This article was originally published in The Good Life issue #2, 1995. The entire issue looked at infectious diseases like Aids and drug resistant tuberculoisis,and how dietary and lifestyle factors can weaken our immune system, making us more prone to these diseases.
The quality of salt has changed completely over the past 100 years or so. The salt that is now commonly available is refined salt. It contains at least 99.9 percent sodium chloride. The salt is highly unnatural. It’s more like a chemical drug. And it is harmful. Moreover, the salt is often produced in a very unnatural way-by heating sea water in a very hot “oven” of over 1,200ºF. Such high temperatures change the molecular structure of salt crystals, again rendering them harmful. Natural sea salt is produced simply by drying sea water under the sun. It is not pure sodium chloride, but it also includes about 4 percent potassium chloride, plus traces of more than 50 other mineral salts. (The actual composition depends on where the salt comes from.) This is the only type of salt suitable for human consumption.
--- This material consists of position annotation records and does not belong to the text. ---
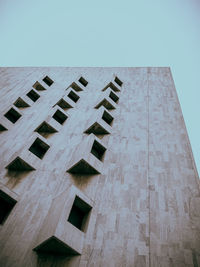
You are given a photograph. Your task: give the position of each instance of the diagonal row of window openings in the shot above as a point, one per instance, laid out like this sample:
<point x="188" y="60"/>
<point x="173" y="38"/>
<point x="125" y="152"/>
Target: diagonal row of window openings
<point x="48" y="80"/>
<point x="79" y="214"/>
<point x="83" y="81"/>
<point x="105" y="103"/>
<point x="59" y="116"/>
<point x="107" y="117"/>
<point x="7" y="203"/>
<point x="33" y="95"/>
<point x="73" y="96"/>
<point x="39" y="148"/>
<point x="98" y="150"/>
<point x="37" y="86"/>
<point x="12" y="115"/>
<point x="20" y="103"/>
<point x="45" y="129"/>
<point x="63" y="104"/>
<point x="118" y="81"/>
<point x="2" y="128"/>
<point x="113" y="96"/>
<point x="19" y="165"/>
<point x="76" y="87"/>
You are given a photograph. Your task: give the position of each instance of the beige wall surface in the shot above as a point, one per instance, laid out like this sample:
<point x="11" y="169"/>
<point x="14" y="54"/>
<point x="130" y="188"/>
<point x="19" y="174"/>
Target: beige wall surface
<point x="144" y="192"/>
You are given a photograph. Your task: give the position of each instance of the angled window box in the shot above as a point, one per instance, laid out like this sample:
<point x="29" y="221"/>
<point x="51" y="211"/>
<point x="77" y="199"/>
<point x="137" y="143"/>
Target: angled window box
<point x="64" y="103"/>
<point x="8" y="200"/>
<point x="87" y="157"/>
<point x="21" y="103"/>
<point x="38" y="86"/>
<point x="66" y="231"/>
<point x="33" y="95"/>
<point x="73" y="96"/>
<point x="2" y="128"/>
<point x="39" y="148"/>
<point x="115" y="84"/>
<point x="48" y="80"/>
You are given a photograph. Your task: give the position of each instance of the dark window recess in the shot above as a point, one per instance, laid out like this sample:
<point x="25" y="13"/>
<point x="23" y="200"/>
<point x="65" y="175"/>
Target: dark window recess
<point x="98" y="150"/>
<point x="107" y="118"/>
<point x="12" y="115"/>
<point x="83" y="81"/>
<point x="117" y="80"/>
<point x="48" y="81"/>
<point x="20" y="103"/>
<point x="73" y="96"/>
<point x="38" y="87"/>
<point x="79" y="214"/>
<point x="6" y="205"/>
<point x="59" y="117"/>
<point x="39" y="148"/>
<point x="33" y="95"/>
<point x="2" y="128"/>
<point x="114" y="97"/>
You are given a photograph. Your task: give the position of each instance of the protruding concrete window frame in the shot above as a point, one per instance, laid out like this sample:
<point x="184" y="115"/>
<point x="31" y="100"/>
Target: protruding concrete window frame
<point x="8" y="200"/>
<point x="39" y="148"/>
<point x="48" y="80"/>
<point x="62" y="237"/>
<point x="87" y="159"/>
<point x="12" y="115"/>
<point x="33" y="95"/>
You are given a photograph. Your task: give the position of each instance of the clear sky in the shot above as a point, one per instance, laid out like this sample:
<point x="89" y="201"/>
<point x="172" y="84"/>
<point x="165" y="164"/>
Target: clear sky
<point x="109" y="33"/>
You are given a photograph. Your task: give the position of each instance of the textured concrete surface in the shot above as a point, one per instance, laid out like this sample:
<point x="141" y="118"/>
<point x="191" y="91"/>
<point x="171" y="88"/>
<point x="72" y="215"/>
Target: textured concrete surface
<point x="145" y="200"/>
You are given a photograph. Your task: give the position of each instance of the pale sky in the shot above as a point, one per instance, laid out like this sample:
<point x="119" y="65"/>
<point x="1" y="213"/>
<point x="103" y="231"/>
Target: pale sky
<point x="134" y="33"/>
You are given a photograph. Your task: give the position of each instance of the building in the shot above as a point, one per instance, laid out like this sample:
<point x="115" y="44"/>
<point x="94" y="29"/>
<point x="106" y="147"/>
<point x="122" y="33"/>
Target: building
<point x="96" y="169"/>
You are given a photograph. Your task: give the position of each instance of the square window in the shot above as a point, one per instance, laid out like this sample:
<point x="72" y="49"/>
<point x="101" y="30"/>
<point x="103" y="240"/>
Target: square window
<point x="117" y="80"/>
<point x="79" y="214"/>
<point x="73" y="96"/>
<point x="39" y="148"/>
<point x="83" y="81"/>
<point x="38" y="87"/>
<point x="114" y="97"/>
<point x="76" y="87"/>
<point x="6" y="205"/>
<point x="33" y="95"/>
<point x="20" y="103"/>
<point x="107" y="118"/>
<point x="98" y="150"/>
<point x="12" y="115"/>
<point x="59" y="117"/>
<point x="48" y="81"/>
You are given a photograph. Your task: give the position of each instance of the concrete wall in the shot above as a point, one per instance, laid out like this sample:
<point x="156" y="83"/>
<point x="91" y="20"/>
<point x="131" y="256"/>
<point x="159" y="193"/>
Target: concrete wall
<point x="145" y="201"/>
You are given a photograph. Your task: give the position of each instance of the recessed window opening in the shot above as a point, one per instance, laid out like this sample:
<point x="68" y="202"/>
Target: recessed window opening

Grey vs white sea salt Natural sea salt comes in two forms grey and white. Grey sea salt, such as Celtic salt, is totally unrefined while white sea salt is minimally refined, to remove magnesium chloride. There is some debate, especially in macrobiotic circles, over which type of salt to use. Some argue that only grey salt should be used since it is totally natural. Others argue that its effect is very strong in macrobiotic terms, very yang. People who use grey salt tend to become physically very stiff and mentally very stubborn after many years. So they recommend white sea salt.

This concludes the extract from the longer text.